With great power comes great choreography
Since its debut in 1984, Dragon Ball has slowly percolated throughout cultures around the world. From martial artists like Jackie Chan and Ronda Rousey to X-Factor finalists and football players, fans of the series are everywhere. Even Dragon Ball’s creator Akira Toriyama doesn’t quite understand its popularity. But for all the distance the franchise covered — manga, televised animation, films, merchandise (and more) — it wasn’t until this year that fans got a video game that genuinely captured the series’ attitude and frantic aesthetic.
In just six months, Dragon Ball FighterZ (DBFZ) has gone from the fastest-selling Dragon Ball title to leading registration numbers at EVO 2018, the year’s largest championship series to determine the top players within the fighting game community. Hype aside, DBFZ forfeits execution as a gameplay cornerstone in exchange for visual interest. Simplicity in controls isn’t a bad thing, though; as a result, it’s quickly becoming one of the most expressive, cinematic fighters out there.
Battles, much like the show, are equal parts performance, struggle, and awe. Shifts in power and control swing back and forth between players, and each match paints a beautiful rendition of each character’s best moments in action.
Combo breakers in other fighting games offer a fleeting respite from an opponent’s assault, resetting momentum while offering an opportunity to assume control. Not here. The only chance to breathe during a DBFZ match is when your opponent breaks through your guard. Not ideal.
In DBFZ, you don’t break combos, you make them. If you’re a fan of the show, you’ve probably had them mapped out in your head for years now. When an attack connects, fortunate circumstance and well-timed execution could be enough to eliminate one character’s entire health bar. The dreaded “touch of death” isn’t easily pulled off in the heat of battle, but the idea makes every input a risk. One player blocking a flurry of attacks is just as captivating to watch as the other successfully executing them. Enemies become instructors; competitors become friends. Within the framework of Dragon Ball, all combatants have something to fight for outside of victory: their own improvement.
Whether fan or fighter (or both), your input has never mattered more. You’re in control. Developer Arc System Works makes sure that you, player or spectator, are involved. DBFZ is becoming its own narrative, one kept alive by a thriving online community. Each tournament consists of these subplot rivalries embedded in real life, and while Dragon Ball isn’t about being number one, that mentality certainly helps characters drive the plot forward.

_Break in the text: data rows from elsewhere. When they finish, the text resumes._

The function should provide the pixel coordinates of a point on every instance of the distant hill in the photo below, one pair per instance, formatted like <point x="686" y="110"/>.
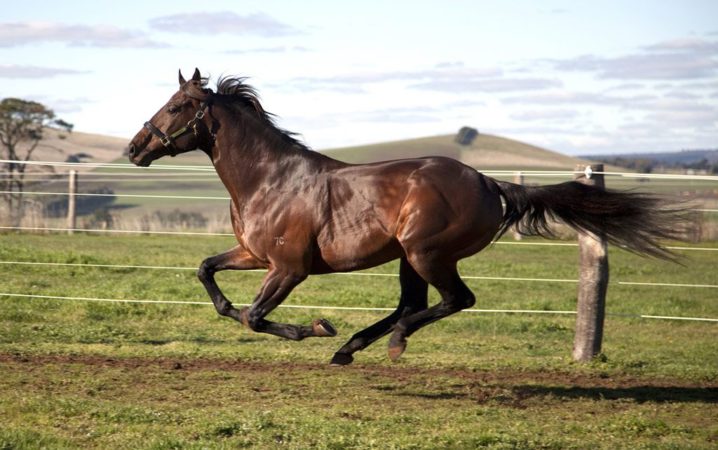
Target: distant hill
<point x="682" y="157"/>
<point x="701" y="160"/>
<point x="484" y="153"/>
<point x="77" y="147"/>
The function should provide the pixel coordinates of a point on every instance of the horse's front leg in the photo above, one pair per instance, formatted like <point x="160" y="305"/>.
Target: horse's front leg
<point x="235" y="259"/>
<point x="276" y="287"/>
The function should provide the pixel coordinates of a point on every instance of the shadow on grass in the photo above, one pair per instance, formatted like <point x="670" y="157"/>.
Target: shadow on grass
<point x="641" y="394"/>
<point x="517" y="395"/>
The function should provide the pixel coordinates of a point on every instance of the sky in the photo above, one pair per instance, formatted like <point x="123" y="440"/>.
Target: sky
<point x="578" y="77"/>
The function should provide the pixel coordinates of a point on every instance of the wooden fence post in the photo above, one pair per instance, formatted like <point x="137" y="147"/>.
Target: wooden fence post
<point x="72" y="202"/>
<point x="518" y="179"/>
<point x="593" y="280"/>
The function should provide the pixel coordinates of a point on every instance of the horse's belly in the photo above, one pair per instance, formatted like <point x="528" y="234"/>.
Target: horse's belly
<point x="355" y="254"/>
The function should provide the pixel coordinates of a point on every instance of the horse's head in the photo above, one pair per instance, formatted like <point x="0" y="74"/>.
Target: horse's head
<point x="178" y="127"/>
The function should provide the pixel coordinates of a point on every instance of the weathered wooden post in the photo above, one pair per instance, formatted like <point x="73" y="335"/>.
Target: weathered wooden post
<point x="71" y="202"/>
<point x="593" y="279"/>
<point x="518" y="179"/>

Battles in DBFZ take place somewhere between the life bars above and meter bars below. The game’s more than willing to cover nearly the entire interface during its most visually impressive moments, demanding all of your attention. Initially, illustrative fights take precedence over underlying gameplay systems, and thanks to the inclusion of auto-combos and dragon balls, it’s hard to imagine a fighting game better at onboarding onlookers.
The frenetic nature of Dragon Ball reverberates throughout each and every clash of characters. Among the chaos, DBFZ focuses more on improvised choreography instead of memorized series of inputs. The button patterns for ideal attack strings are there, for sure, but it’s not only your performance that dictates the outcome of the match, it’s your opponent’s reaction. Combatants have only a sliver of time (a handful of frames, really) to read their opponent. While the pros may not be physically teleporting around, they’re still actively making decisions at the same speed. It’s a fast game, and truly a sight to see when you’re not distracted by actually playing the damn thing.

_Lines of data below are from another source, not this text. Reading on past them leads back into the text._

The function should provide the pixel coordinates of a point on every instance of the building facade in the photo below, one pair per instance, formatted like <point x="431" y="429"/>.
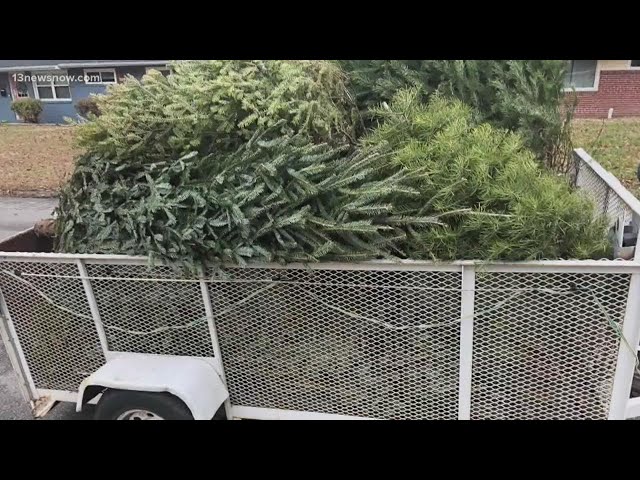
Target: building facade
<point x="59" y="84"/>
<point x="605" y="88"/>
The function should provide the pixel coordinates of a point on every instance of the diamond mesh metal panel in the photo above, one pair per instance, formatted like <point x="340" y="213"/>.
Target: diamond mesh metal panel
<point x="131" y="298"/>
<point x="61" y="349"/>
<point x="606" y="199"/>
<point x="341" y="341"/>
<point x="545" y="355"/>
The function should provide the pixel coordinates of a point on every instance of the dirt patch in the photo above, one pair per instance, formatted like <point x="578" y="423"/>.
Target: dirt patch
<point x="35" y="160"/>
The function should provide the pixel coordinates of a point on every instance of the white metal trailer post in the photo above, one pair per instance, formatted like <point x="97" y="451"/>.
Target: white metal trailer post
<point x="382" y="340"/>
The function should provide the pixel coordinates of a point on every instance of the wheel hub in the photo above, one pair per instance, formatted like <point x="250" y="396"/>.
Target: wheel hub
<point x="139" y="415"/>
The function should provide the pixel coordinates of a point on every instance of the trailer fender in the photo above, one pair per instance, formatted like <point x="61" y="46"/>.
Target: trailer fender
<point x="195" y="381"/>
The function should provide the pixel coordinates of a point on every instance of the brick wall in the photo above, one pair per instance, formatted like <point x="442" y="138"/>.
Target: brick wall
<point x="617" y="89"/>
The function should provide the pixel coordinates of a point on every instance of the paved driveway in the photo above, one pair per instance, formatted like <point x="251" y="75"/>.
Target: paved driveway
<point x="16" y="215"/>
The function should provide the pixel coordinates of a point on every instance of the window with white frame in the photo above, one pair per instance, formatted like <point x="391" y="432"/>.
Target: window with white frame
<point x="581" y="74"/>
<point x="166" y="71"/>
<point x="51" y="86"/>
<point x="100" y="76"/>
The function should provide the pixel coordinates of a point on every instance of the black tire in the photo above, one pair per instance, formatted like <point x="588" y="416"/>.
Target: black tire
<point x="115" y="403"/>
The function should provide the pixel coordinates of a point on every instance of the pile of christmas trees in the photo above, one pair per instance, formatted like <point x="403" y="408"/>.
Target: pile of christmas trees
<point x="227" y="161"/>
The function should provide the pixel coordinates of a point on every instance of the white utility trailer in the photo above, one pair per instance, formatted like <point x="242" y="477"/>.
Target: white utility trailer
<point x="374" y="340"/>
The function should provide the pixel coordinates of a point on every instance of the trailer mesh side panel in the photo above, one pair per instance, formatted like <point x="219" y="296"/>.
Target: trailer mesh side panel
<point x="548" y="352"/>
<point x="141" y="308"/>
<point x="607" y="201"/>
<point x="382" y="344"/>
<point x="61" y="349"/>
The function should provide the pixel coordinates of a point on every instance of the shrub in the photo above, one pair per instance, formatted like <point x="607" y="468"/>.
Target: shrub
<point x="27" y="108"/>
<point x="88" y="107"/>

There’s something percussive about beating the shit out of each other in DBFZ. The game sets an underlying rhythm and you take the lead. There’s a tempo to it all, and it crescendos into quick cinematics dripping with dramatic flavor — hopefully of your own doing. No player’s performance relies entirely on a single character’s set of moves, however, so chemistry among the team is necessary. Many dream-team scenarios may not work as well together as you’d think, but there’s always a feeling that you could make it work if you trained hard enough.
Six months gave DBFZ just enough time to establish rivalries. Six months gave the developers just enough time to introduce four (nearly six) new characters post-launch. Six months gave us all enough time to realize the depth of a long-awaited fighting game that goes beyond sentimentality, and seeing support for the game through EVO’s attendance numbers is exciting to say the least.
Sure, the producer might be handing out real-ass beans and dragon balls to victors of tournaments, but it’s just a testament to the love for Dragon Ball. Player engagement in this form is a wonder to behold. Alongside efforts by others (such as Blizzard’s Overwatch League), it’s nice to see developers actively seek to foster the esports scene.
Most fascination with fan service wanes in the face of high-level play. You start to see on-screen actions as inputs, not animations. With speed comes an inherent blurring of detail; the faster decisions are made mid-fight, the less you see the subtleties.
Fighters can’t afford to get caught up by the little things while playing, but viewers can — and that alone could make this year’s EVO one of the most entertaining to watch.